Cult alternative artist Kindness made waves at the opening lecture of Red Bull Music Academy today in Paris, in a refreshingly honest lecture that focused heavily on his experiences navigating sexuality and race inside the music industry.
Kindness, (real name Adam Bainbridge) who released his second album, Otherness, to critical acclaim in 2014, fished a service bell out of his record bag at the beginning of the lecture, making his host promise to sound it if “anything becomes too real or legally unsound.” What transpired was certainly emotionally weighty, but may go down as one of the more honest discussions to have graced RBMA in the last decade.
Red Bull Music Academy is an international program focused on fostering up and coming electronic talent from across the world, including round the clock access to custom built studios, keynote lectures from industry heroes and jaw dropping parties to boot. This year it landed in Paris, taking over the entire of La Gaite Lyrique, a modern art gallery and performance space. Australian alumni include Ta-Ku and Andras Fox, of Andras and Oscar.
“I think if you’re racist or homophobic, you shouldn’t be allowed to work in music,” Mr Bainbridge said, revealing that in the nascent stages of his career, he was bullied out of a career music by a writer that now offers trend predictions for the BBC. Mr Bainbridge, who first came to prominence with a downtempo cover of The Replacements and has since collaborated with Robyn, Kelela, Solange and Blood Orange, says seeing himself victimised online ruined his early success as a grime artist.
“I was struggling with my sexuality and I thought ‘Shit! I can’t be a grime producer if I’m gay!’”
Bainbridge is a renowned pop historian, who knows more esoteric musical genres than many who lived through it. He pulled no punches when recounting living in London during the meteoric rise of nu-rave, the movement that famously coincided with Modular Records and Ksubi’s reign in Australia and spawned fluro-clad acts like Klaxons:
“It was a bastardised, indie version of rave music and it was horrible. I honestly think it was the worst moment of all time. Nu-rave was electro-clash with everything gay sucked out of it. It was heterosexual, white men adopting the signifiers of underground without any of the context.”

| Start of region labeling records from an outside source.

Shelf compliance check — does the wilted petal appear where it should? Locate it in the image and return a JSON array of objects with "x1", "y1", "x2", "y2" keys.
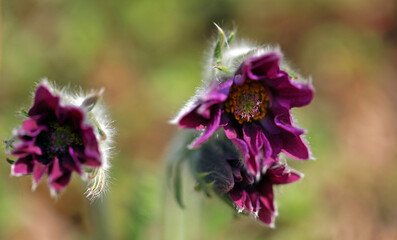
[
  {"x1": 229, "y1": 189, "x2": 247, "y2": 210},
  {"x1": 28, "y1": 84, "x2": 59, "y2": 116},
  {"x1": 11, "y1": 156, "x2": 33, "y2": 176},
  {"x1": 282, "y1": 132, "x2": 310, "y2": 160}
]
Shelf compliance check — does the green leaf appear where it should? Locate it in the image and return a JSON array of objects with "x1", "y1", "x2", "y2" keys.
[
  {"x1": 174, "y1": 161, "x2": 185, "y2": 209},
  {"x1": 225, "y1": 32, "x2": 236, "y2": 46}
]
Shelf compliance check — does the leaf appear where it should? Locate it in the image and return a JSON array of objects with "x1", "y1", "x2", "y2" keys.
[{"x1": 174, "y1": 158, "x2": 185, "y2": 209}]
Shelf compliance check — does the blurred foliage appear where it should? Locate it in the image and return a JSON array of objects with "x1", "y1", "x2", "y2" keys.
[{"x1": 0, "y1": 0, "x2": 397, "y2": 240}]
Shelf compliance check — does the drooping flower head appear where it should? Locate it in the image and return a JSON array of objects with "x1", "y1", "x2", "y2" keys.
[
  {"x1": 228, "y1": 160, "x2": 302, "y2": 227},
  {"x1": 191, "y1": 134, "x2": 302, "y2": 227},
  {"x1": 173, "y1": 29, "x2": 313, "y2": 177},
  {"x1": 6, "y1": 81, "x2": 113, "y2": 198}
]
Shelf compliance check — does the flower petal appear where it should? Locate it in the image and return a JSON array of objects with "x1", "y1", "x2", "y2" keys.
[
  {"x1": 229, "y1": 189, "x2": 247, "y2": 211},
  {"x1": 281, "y1": 131, "x2": 310, "y2": 160},
  {"x1": 11, "y1": 155, "x2": 33, "y2": 176},
  {"x1": 28, "y1": 84, "x2": 59, "y2": 116}
]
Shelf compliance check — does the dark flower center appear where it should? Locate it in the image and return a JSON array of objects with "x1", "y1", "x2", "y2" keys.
[
  {"x1": 225, "y1": 81, "x2": 269, "y2": 124},
  {"x1": 37, "y1": 122, "x2": 83, "y2": 161}
]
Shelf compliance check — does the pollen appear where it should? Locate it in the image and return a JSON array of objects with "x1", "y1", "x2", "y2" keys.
[
  {"x1": 37, "y1": 122, "x2": 83, "y2": 158},
  {"x1": 225, "y1": 81, "x2": 269, "y2": 124}
]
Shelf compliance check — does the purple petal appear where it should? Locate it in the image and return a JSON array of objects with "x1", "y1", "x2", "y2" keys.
[
  {"x1": 243, "y1": 123, "x2": 263, "y2": 155},
  {"x1": 281, "y1": 132, "x2": 310, "y2": 160},
  {"x1": 258, "y1": 208, "x2": 275, "y2": 226},
  {"x1": 201, "y1": 79, "x2": 233, "y2": 104},
  {"x1": 223, "y1": 124, "x2": 250, "y2": 159},
  {"x1": 62, "y1": 147, "x2": 83, "y2": 175},
  {"x1": 177, "y1": 103, "x2": 208, "y2": 130},
  {"x1": 190, "y1": 104, "x2": 222, "y2": 149},
  {"x1": 11, "y1": 156, "x2": 33, "y2": 176},
  {"x1": 259, "y1": 179, "x2": 275, "y2": 212},
  {"x1": 33, "y1": 161, "x2": 48, "y2": 184},
  {"x1": 11, "y1": 142, "x2": 43, "y2": 157},
  {"x1": 266, "y1": 164, "x2": 302, "y2": 184},
  {"x1": 229, "y1": 189, "x2": 247, "y2": 210},
  {"x1": 49, "y1": 157, "x2": 72, "y2": 192},
  {"x1": 49, "y1": 157, "x2": 63, "y2": 181},
  {"x1": 80, "y1": 126, "x2": 102, "y2": 167},
  {"x1": 245, "y1": 154, "x2": 262, "y2": 177},
  {"x1": 274, "y1": 110, "x2": 305, "y2": 135},
  {"x1": 50, "y1": 172, "x2": 72, "y2": 192}
]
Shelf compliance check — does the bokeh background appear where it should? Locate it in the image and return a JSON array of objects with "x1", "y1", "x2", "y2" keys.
[{"x1": 0, "y1": 0, "x2": 397, "y2": 240}]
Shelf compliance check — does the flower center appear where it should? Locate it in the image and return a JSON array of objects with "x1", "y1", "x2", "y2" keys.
[
  {"x1": 225, "y1": 81, "x2": 269, "y2": 124},
  {"x1": 37, "y1": 122, "x2": 83, "y2": 159}
]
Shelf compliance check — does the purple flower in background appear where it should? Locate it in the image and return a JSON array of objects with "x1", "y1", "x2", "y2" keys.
[
  {"x1": 11, "y1": 82, "x2": 113, "y2": 195},
  {"x1": 228, "y1": 160, "x2": 301, "y2": 227},
  {"x1": 175, "y1": 47, "x2": 313, "y2": 176}
]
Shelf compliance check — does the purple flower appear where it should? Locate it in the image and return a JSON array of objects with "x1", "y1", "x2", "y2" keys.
[
  {"x1": 11, "y1": 83, "x2": 103, "y2": 193},
  {"x1": 175, "y1": 52, "x2": 313, "y2": 176},
  {"x1": 228, "y1": 160, "x2": 301, "y2": 227}
]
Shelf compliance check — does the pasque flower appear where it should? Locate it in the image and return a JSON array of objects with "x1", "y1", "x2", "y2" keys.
[
  {"x1": 191, "y1": 133, "x2": 302, "y2": 227},
  {"x1": 10, "y1": 81, "x2": 113, "y2": 197},
  {"x1": 173, "y1": 31, "x2": 313, "y2": 177},
  {"x1": 228, "y1": 160, "x2": 301, "y2": 227}
]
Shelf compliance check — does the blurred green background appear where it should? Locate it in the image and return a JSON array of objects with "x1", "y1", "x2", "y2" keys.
[{"x1": 0, "y1": 0, "x2": 397, "y2": 240}]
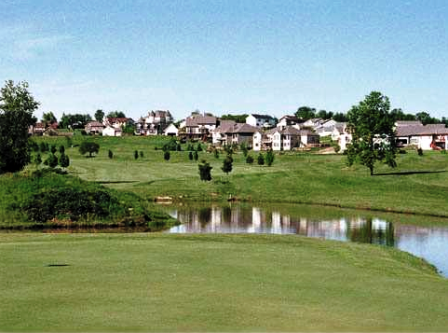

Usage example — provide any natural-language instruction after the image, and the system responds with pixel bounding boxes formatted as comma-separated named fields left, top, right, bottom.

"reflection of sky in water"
left=397, top=228, right=448, bottom=277
left=168, top=207, right=448, bottom=277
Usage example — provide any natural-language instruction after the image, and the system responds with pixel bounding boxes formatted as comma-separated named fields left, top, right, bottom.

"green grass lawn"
left=29, top=137, right=448, bottom=216
left=0, top=233, right=448, bottom=332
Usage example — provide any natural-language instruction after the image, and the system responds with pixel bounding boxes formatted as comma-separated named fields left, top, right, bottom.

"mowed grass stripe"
left=0, top=234, right=448, bottom=331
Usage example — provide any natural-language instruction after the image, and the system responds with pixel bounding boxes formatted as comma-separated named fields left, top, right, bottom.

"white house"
left=103, top=125, right=122, bottom=136
left=395, top=124, right=448, bottom=150
left=163, top=123, right=179, bottom=136
left=331, top=123, right=352, bottom=152
left=136, top=110, right=174, bottom=135
left=211, top=120, right=236, bottom=145
left=103, top=117, right=134, bottom=129
left=253, top=126, right=319, bottom=151
left=246, top=114, right=275, bottom=128
left=84, top=121, right=106, bottom=134
left=303, top=118, right=325, bottom=129
left=277, top=115, right=303, bottom=129
left=212, top=120, right=258, bottom=148
left=185, top=114, right=217, bottom=139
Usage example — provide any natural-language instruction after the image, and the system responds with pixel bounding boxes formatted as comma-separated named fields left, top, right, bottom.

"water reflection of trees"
left=347, top=218, right=395, bottom=246
left=173, top=206, right=395, bottom=246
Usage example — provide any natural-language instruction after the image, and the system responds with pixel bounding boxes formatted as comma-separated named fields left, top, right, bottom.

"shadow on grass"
left=93, top=180, right=139, bottom=184
left=374, top=170, right=448, bottom=176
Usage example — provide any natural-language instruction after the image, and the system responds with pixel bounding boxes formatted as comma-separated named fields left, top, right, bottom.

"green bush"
left=79, top=141, right=100, bottom=157
left=198, top=160, right=213, bottom=181
left=59, top=153, right=70, bottom=168
left=163, top=151, right=171, bottom=161
left=266, top=149, right=275, bottom=166
left=23, top=188, right=119, bottom=222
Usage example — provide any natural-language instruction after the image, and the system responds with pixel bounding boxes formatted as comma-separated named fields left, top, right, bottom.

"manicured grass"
left=30, top=137, right=448, bottom=216
left=0, top=233, right=448, bottom=332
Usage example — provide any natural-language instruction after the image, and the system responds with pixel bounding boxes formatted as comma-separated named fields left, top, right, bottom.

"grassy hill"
left=30, top=137, right=448, bottom=216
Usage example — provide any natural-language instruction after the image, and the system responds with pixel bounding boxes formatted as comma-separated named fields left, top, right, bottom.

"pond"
left=166, top=205, right=448, bottom=277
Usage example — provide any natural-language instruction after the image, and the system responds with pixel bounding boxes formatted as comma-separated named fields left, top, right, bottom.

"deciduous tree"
left=347, top=91, right=397, bottom=175
left=79, top=141, right=100, bottom=157
left=199, top=160, right=213, bottom=181
left=0, top=80, right=39, bottom=173
left=221, top=155, right=233, bottom=175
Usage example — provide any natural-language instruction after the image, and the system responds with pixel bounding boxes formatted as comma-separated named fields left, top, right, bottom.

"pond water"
left=166, top=205, right=448, bottom=277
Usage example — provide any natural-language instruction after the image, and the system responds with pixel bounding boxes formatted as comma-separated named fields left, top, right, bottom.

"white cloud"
left=12, top=35, right=71, bottom=60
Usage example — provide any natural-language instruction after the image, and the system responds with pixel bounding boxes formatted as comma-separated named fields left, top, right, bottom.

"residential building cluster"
left=30, top=110, right=448, bottom=152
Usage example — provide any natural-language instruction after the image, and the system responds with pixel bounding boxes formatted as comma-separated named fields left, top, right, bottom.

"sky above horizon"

Mr Bainbridge reserved plenty of ire for the ‘straight white men’ in music who he says still marginalise people of colour (his mother is Indian), women and the LGBTQ community. “After the Charleston shooting, you have all these hip hop artists coming out to support the victims and not a word from the white artists that have been ripping off hip-hop, funk and disco for years.”

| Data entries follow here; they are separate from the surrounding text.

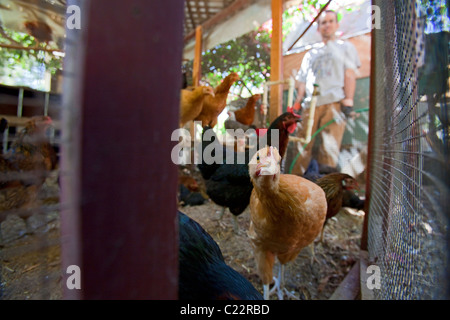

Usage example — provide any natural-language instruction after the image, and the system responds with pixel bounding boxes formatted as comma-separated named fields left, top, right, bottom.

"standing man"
left=293, top=10, right=361, bottom=174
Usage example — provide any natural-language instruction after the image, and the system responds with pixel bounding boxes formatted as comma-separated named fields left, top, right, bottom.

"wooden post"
left=189, top=26, right=203, bottom=155
left=269, top=0, right=283, bottom=122
left=61, top=0, right=184, bottom=299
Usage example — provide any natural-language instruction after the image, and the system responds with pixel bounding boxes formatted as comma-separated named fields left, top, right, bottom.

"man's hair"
left=317, top=9, right=339, bottom=24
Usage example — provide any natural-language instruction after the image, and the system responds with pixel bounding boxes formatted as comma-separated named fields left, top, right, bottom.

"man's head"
left=317, top=10, right=339, bottom=41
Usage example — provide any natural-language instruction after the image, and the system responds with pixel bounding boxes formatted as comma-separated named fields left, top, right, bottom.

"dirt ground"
left=0, top=170, right=363, bottom=300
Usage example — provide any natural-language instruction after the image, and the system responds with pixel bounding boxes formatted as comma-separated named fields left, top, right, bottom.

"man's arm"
left=294, top=82, right=306, bottom=110
left=341, top=69, right=356, bottom=107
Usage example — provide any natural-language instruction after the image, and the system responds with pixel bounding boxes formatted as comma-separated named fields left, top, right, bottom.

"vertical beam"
left=192, top=26, right=202, bottom=87
left=269, top=0, right=283, bottom=122
left=61, top=0, right=184, bottom=299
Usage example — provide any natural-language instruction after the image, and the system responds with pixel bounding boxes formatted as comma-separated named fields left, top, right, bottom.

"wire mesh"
left=368, top=0, right=450, bottom=299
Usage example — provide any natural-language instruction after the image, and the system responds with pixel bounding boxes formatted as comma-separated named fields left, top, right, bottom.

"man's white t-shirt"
left=297, top=40, right=361, bottom=108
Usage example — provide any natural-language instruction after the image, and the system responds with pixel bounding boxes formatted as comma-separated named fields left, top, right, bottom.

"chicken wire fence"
left=368, top=0, right=450, bottom=299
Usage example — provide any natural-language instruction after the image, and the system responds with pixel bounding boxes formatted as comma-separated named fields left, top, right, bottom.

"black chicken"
left=178, top=211, right=263, bottom=300
left=198, top=112, right=300, bottom=232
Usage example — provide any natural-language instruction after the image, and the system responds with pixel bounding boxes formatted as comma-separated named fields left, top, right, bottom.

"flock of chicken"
left=179, top=73, right=364, bottom=299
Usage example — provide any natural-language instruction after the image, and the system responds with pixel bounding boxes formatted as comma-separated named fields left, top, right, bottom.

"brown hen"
left=195, top=72, right=240, bottom=128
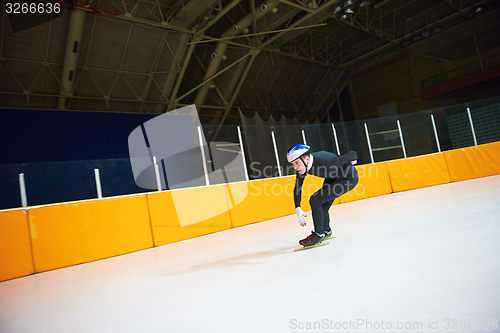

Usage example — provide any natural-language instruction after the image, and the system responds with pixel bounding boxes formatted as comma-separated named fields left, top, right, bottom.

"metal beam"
left=195, top=0, right=280, bottom=104
left=58, top=9, right=86, bottom=110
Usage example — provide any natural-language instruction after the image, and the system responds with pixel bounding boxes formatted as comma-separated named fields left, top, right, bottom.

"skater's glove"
left=295, top=207, right=307, bottom=227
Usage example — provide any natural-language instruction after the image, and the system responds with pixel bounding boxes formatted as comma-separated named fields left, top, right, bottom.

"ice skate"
left=325, top=230, right=332, bottom=239
left=299, top=231, right=325, bottom=246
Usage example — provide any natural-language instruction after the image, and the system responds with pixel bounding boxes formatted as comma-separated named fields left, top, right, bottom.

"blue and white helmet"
left=286, top=143, right=311, bottom=163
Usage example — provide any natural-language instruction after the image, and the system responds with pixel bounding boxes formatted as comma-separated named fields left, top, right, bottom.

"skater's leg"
left=322, top=199, right=335, bottom=232
left=309, top=180, right=337, bottom=233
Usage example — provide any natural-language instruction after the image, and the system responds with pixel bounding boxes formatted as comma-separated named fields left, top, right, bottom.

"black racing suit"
left=293, top=151, right=358, bottom=234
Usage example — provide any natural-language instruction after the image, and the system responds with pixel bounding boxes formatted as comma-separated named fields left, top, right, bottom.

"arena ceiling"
left=0, top=0, right=500, bottom=125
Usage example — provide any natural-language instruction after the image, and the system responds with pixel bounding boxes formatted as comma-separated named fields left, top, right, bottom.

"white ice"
left=0, top=176, right=500, bottom=333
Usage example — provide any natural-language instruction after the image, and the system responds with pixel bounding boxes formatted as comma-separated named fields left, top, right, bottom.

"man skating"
left=287, top=144, right=358, bottom=246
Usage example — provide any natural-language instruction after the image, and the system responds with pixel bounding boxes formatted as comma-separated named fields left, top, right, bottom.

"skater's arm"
left=293, top=175, right=305, bottom=208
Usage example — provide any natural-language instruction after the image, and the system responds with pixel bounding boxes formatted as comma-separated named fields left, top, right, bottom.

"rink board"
left=0, top=142, right=500, bottom=281
left=147, top=185, right=231, bottom=246
left=28, top=195, right=153, bottom=273
left=0, top=209, right=35, bottom=281
left=444, top=142, right=500, bottom=182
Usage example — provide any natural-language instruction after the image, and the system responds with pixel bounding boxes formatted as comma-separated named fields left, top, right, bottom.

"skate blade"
left=293, top=242, right=330, bottom=252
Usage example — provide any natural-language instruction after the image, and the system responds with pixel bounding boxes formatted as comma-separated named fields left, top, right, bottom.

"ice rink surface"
left=0, top=176, right=500, bottom=333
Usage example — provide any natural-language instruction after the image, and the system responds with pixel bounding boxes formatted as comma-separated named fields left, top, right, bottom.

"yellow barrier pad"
left=444, top=142, right=500, bottom=182
left=0, top=210, right=35, bottom=281
left=147, top=185, right=231, bottom=246
left=339, top=162, right=392, bottom=203
left=227, top=176, right=295, bottom=227
left=387, top=153, right=450, bottom=192
left=28, top=195, right=153, bottom=272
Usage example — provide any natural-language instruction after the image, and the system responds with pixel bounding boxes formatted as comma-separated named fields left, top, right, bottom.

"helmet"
left=286, top=143, right=311, bottom=162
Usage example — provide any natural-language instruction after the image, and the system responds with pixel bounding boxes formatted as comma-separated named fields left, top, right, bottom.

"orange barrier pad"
left=28, top=195, right=153, bottom=272
left=339, top=162, right=392, bottom=203
left=444, top=142, right=500, bottom=182
left=0, top=210, right=35, bottom=281
left=227, top=176, right=295, bottom=227
left=387, top=153, right=450, bottom=192
left=147, top=185, right=231, bottom=246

He was also quick to dispel the myth that artists whose music lives on streaming services make no money. “Firstly, it’s all going that way. I don’t like it, but it’s what’s happening,” he said. “But if you own your master recordings, you can make up to 90% of your revenue back. It is definitely possible to make good money.”
Red Bull Music Academy lectures typically focus on craft, making them relevant only to those who work or write music. Today’s talk will undoubtedly change that.
Jonathan Seidler is in Paris as a guest of RBMA.